Some of you may recall Team 48’s T-Shirt Cannon robot which debuted back in 2012. Based on 254’s Shockwave, it was a big hit.
We used it for a season and a half, and then the barrel exchanger’s Banebots motor/gearbox broke down. It was buried inside a large aluminum block and we didn’t have the room to replace it with a very much needed larger reduction Banebots gearbox (or the new swanky VEXPro VersaPlanetaries that arrived on the scene), so we set it aside. Painting yourself into a corner is never fun. In the time that our cannon sat idle, two other local teams took the design and iterated it into their own robots. We were like ok, all right, time to get the original cannon on the block up and running again.
We replaced the Geneva wheel barrel exchanger with a simpler chain/sprocket affair and ditched the last thing that gave anyone any indication the cannon started out as our 2010 robot - the goofy drivetrain that should have never been permitted to exist in the first place.

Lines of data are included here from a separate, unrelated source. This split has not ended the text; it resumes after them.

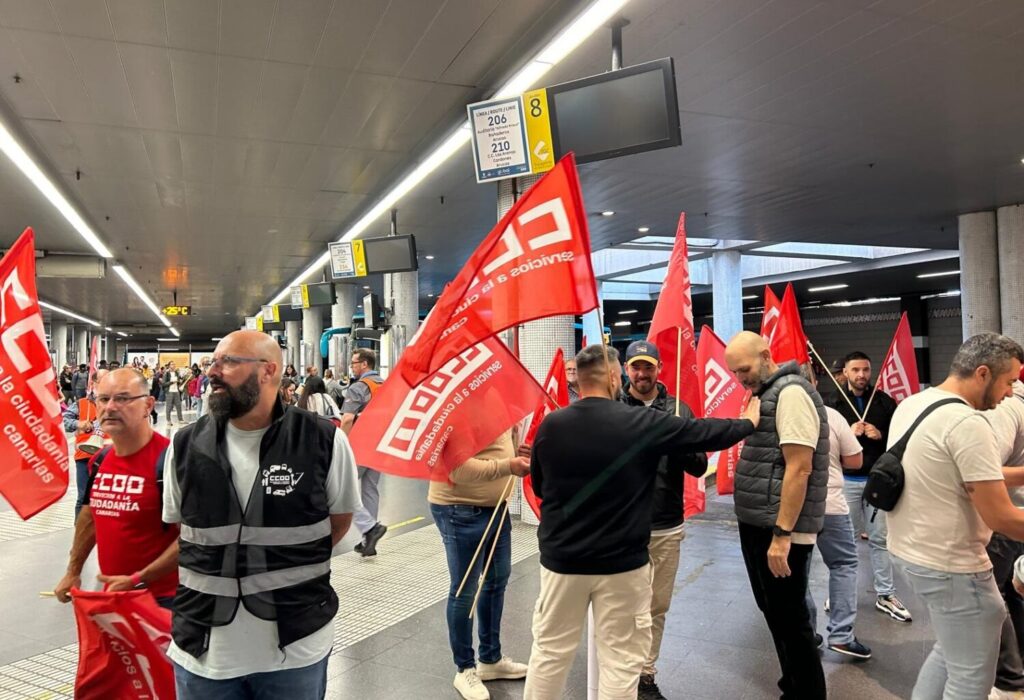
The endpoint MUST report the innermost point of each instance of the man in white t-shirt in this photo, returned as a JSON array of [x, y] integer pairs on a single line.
[[837, 543], [262, 492], [954, 495]]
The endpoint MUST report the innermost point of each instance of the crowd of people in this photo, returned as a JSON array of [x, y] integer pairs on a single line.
[[231, 522]]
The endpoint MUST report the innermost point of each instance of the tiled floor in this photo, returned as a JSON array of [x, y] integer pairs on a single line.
[[391, 640]]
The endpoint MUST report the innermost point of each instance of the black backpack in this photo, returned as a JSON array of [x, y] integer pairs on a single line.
[[886, 480]]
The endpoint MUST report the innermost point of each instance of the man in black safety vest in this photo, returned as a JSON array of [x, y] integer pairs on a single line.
[[262, 493]]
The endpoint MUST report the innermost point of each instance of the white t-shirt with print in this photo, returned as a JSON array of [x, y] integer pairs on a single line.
[[842, 442], [248, 644], [935, 524]]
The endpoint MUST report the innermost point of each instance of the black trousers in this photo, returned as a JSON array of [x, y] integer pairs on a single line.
[[783, 603]]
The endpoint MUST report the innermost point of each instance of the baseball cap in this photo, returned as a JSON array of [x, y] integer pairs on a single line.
[[642, 350]]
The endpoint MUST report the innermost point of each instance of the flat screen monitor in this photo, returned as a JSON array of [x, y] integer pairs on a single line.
[[390, 254], [321, 294], [624, 112]]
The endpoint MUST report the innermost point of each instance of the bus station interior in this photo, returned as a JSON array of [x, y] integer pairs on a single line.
[[204, 154]]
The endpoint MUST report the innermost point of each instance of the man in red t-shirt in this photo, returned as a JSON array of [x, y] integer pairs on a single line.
[[121, 516]]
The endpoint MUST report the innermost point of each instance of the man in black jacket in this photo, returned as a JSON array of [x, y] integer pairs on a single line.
[[872, 432], [593, 466], [642, 366]]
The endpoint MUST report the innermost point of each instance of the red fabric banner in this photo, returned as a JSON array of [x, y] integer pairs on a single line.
[[34, 448], [724, 397], [787, 340], [424, 432], [535, 263], [556, 388], [672, 332], [898, 376], [122, 643]]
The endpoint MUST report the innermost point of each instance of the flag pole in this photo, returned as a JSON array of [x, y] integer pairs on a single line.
[[842, 391]]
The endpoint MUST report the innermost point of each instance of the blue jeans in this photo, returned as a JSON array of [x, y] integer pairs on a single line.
[[81, 478], [308, 683], [462, 528], [840, 554], [872, 521], [967, 615]]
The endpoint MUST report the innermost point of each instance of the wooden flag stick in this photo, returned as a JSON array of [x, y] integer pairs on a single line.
[[506, 492], [842, 391]]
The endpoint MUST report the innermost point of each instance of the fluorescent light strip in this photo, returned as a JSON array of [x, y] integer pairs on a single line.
[[20, 158], [130, 281], [70, 314], [595, 16]]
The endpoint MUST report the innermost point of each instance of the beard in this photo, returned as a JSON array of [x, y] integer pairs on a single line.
[[233, 401]]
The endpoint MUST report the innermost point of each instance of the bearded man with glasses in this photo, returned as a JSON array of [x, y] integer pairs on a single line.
[[121, 513]]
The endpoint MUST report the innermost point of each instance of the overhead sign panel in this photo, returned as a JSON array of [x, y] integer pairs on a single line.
[[499, 132]]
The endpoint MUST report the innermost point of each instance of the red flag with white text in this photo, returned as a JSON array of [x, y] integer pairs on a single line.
[[898, 376], [122, 644], [535, 263], [787, 340], [426, 431], [34, 448], [724, 398], [672, 332], [557, 389]]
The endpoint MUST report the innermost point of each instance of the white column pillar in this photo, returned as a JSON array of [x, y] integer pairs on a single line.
[[1010, 225], [294, 331], [979, 273], [312, 329], [727, 293], [58, 343]]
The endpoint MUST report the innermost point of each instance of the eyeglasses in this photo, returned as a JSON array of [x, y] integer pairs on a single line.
[[231, 361], [119, 400]]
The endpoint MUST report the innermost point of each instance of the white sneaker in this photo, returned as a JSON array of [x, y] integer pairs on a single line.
[[469, 686], [506, 669]]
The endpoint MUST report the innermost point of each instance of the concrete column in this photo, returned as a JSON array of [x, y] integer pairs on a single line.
[[58, 343], [312, 329], [81, 345], [1010, 225], [341, 316], [401, 293], [294, 332], [727, 293], [979, 273]]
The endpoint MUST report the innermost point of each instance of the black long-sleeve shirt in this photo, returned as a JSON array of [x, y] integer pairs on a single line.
[[593, 466]]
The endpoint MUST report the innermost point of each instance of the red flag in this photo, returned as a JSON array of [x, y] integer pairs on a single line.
[[557, 388], [426, 431], [672, 331], [34, 453], [535, 263], [787, 340], [122, 643], [898, 376], [724, 397], [769, 318]]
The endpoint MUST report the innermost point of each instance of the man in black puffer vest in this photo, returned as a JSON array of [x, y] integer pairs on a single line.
[[780, 488], [262, 493]]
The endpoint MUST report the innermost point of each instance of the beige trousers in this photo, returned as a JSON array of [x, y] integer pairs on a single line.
[[665, 562], [622, 621]]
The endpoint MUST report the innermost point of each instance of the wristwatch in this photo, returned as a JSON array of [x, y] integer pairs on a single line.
[[779, 532]]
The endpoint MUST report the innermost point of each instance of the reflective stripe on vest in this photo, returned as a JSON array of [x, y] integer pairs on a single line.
[[268, 580], [263, 536]]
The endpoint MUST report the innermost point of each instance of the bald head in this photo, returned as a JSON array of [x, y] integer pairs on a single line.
[[750, 359]]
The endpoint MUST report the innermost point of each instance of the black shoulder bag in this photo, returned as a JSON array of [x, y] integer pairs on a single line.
[[885, 482]]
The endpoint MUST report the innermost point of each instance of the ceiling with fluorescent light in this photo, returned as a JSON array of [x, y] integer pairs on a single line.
[[228, 140]]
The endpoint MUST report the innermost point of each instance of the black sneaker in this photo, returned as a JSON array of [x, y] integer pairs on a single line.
[[854, 649], [648, 690], [371, 538]]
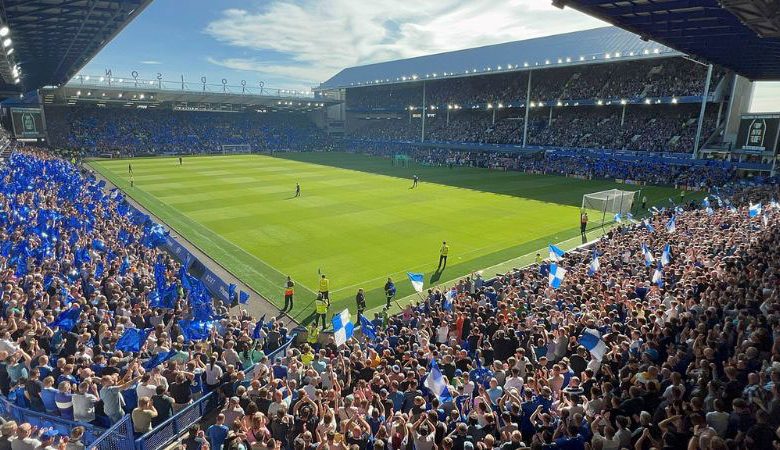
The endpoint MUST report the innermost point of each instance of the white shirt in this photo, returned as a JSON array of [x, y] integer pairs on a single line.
[[213, 374], [147, 390]]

With the help of the new VEXPro 180 degree VP flip kit and a local sheet metal sponsor, we got everything running last week. We still have some programming to do to make the barrel exchanger play nice in semi- and fully-automatic modes, but we’re happy where the bot is at.
We only got to shoot one 8-shirt salvo due to rain, but I made a video commemorating the cannon’s return. Students will probably produce their own video once we have more footage of it shooting with happier programming (and perhaps other forms of soft - and hard - ammunition).
If you don’t like Alice in Chains, you might find the soundtrack’s lyrics disagreeable. I thought the song related to the robot quite well. Ain’t found a way to kill it yet.
PS - at least to me, this song makes up for me using our marching band playing “Call Me Maybe” in the original video.